To give you some background on Graffiti6 and their musical foundation from two levels, singer/songwriter Jamie Scott learned his musicology from former Jamiroquai keyboardist and co-songwriter Toby Smith while Tommy D has worked with such hit makers as Jay-Z, Janet Jackson, Joss Stone, Kanye West, KT Tunstall, and Kylie Minogue. Throw in the fact that Jamie Scott also learned even more while touring with Alicia Keys and Kelly Clarkson and all of the influences can be heard in the Graffiti6 sound.
But when I said deeper, Jamie Scott has the vocal clarity that equals Ryan Tedder with a subtle hint of the soulful Sam Brown and a dash of Bono. Although there’s nothing on Colours as powerfully bombastic as Bono, there are tracks that prove how Scott can play in the big leagues. And nothing proves that more than the album’s title track, “Colours”, one of the most infectiously beautiful and hyper-aware songs that needs to be on your iPod.

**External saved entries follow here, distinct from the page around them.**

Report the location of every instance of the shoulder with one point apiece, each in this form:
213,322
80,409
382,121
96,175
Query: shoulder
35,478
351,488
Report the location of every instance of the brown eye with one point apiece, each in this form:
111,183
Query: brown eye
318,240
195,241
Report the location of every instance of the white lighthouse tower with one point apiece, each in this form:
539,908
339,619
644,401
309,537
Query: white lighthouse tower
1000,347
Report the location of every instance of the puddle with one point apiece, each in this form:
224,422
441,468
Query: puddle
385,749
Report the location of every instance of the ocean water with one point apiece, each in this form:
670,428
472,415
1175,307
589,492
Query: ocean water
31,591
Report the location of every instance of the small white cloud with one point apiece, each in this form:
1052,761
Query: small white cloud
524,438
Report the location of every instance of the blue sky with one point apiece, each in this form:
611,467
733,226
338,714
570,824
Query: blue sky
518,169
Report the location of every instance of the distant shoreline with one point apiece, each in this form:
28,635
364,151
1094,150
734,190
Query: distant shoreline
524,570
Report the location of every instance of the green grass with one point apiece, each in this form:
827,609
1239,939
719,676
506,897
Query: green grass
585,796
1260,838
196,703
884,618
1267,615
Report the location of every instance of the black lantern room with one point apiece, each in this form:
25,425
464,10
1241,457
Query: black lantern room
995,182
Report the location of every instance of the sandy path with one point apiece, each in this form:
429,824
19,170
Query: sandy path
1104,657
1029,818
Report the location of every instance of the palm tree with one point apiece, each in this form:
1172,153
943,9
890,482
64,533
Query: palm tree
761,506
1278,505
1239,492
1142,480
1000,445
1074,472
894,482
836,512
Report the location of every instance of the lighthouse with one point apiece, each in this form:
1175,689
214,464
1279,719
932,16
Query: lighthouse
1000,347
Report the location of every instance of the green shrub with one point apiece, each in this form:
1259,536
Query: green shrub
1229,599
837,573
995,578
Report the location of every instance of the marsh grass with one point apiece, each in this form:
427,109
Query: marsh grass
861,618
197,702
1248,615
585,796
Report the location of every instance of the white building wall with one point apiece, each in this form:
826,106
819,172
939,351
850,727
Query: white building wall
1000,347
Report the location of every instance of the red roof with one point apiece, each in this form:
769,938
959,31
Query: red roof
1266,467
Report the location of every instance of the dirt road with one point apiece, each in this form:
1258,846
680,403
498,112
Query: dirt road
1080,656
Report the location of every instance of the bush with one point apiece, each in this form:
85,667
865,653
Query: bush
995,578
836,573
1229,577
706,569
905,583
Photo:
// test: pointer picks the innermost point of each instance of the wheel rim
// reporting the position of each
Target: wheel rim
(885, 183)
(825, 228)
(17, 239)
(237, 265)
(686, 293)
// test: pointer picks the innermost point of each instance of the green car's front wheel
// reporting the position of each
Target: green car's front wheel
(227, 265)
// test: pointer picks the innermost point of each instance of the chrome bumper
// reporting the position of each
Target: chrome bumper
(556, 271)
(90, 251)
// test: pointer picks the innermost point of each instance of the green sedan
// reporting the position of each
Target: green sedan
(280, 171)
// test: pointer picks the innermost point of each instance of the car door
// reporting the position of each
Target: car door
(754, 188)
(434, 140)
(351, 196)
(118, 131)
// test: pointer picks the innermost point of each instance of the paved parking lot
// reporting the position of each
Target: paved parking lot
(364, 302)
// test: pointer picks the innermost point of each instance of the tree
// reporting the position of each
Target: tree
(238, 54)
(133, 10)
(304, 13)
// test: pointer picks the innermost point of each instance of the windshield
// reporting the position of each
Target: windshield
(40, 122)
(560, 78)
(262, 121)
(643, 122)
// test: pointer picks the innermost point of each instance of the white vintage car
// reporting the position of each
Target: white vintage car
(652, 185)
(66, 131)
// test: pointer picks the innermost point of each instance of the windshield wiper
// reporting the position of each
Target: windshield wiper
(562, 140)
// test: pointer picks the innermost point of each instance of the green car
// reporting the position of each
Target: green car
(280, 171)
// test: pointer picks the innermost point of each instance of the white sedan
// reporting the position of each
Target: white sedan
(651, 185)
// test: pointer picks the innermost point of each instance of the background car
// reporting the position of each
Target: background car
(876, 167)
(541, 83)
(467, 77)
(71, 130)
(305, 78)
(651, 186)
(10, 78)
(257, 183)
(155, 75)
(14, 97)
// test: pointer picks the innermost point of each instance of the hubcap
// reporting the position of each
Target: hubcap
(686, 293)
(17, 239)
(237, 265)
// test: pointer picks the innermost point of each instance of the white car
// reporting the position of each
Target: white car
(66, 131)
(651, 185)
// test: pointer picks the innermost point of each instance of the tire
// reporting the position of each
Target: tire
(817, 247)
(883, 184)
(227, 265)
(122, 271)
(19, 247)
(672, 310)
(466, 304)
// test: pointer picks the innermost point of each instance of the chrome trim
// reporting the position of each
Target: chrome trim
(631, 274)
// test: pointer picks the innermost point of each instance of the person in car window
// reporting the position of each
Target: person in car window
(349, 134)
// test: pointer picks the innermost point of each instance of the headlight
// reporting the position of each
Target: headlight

With “Stone In My Heart”, “Stare Into The Sun”, and “Never Look Back”, Graffiti6 steps back in time to the psychedelic 60s to give fans a contemporary blast of Mod-jazz infused soul. With “Annie You Save Me”, fans get a comforting dose of hope as Scott finds vocal solace in the lyrics “Just when I’m finding it hard to breath, you lift the weight inside of me.” In certain spots – like I said about hints of Sam Brown, the powerful background singer of Pink Floyd – Scott actually sounds like Brown when backing himself up. Very, very cool indeed.
Another song, “This Man”, offers a more traditionally inspired blues track with an underbelly similar to “Gimme Shelter” as Scott sings to the sound of his soul. “Goodbye Geoffrey Drake” strips things down to a colorful blend of folky soul while the fun “Stop Mary” picks up the pace in a retro radio friendly manner. To close out the album, Jamie Scott and Tommy D scale everything back to nothing more than Scott’s vocals and an organ with “Over You”, pure 70s inspired R&B that punctuates how Jamie Scott has all of the right ingredients to be the next great soul singer in music.
The only downside of Colours is the frequent use of reverb on several tracks. Not because it doesn’t sound edgy but rather for the fact that Jamie Scott doesn’t need to sell his vocals with anything other than his own voice. It’s that good, really! Colours is easily the best album of 2012 so far and will definitely be in the running for our album of the year.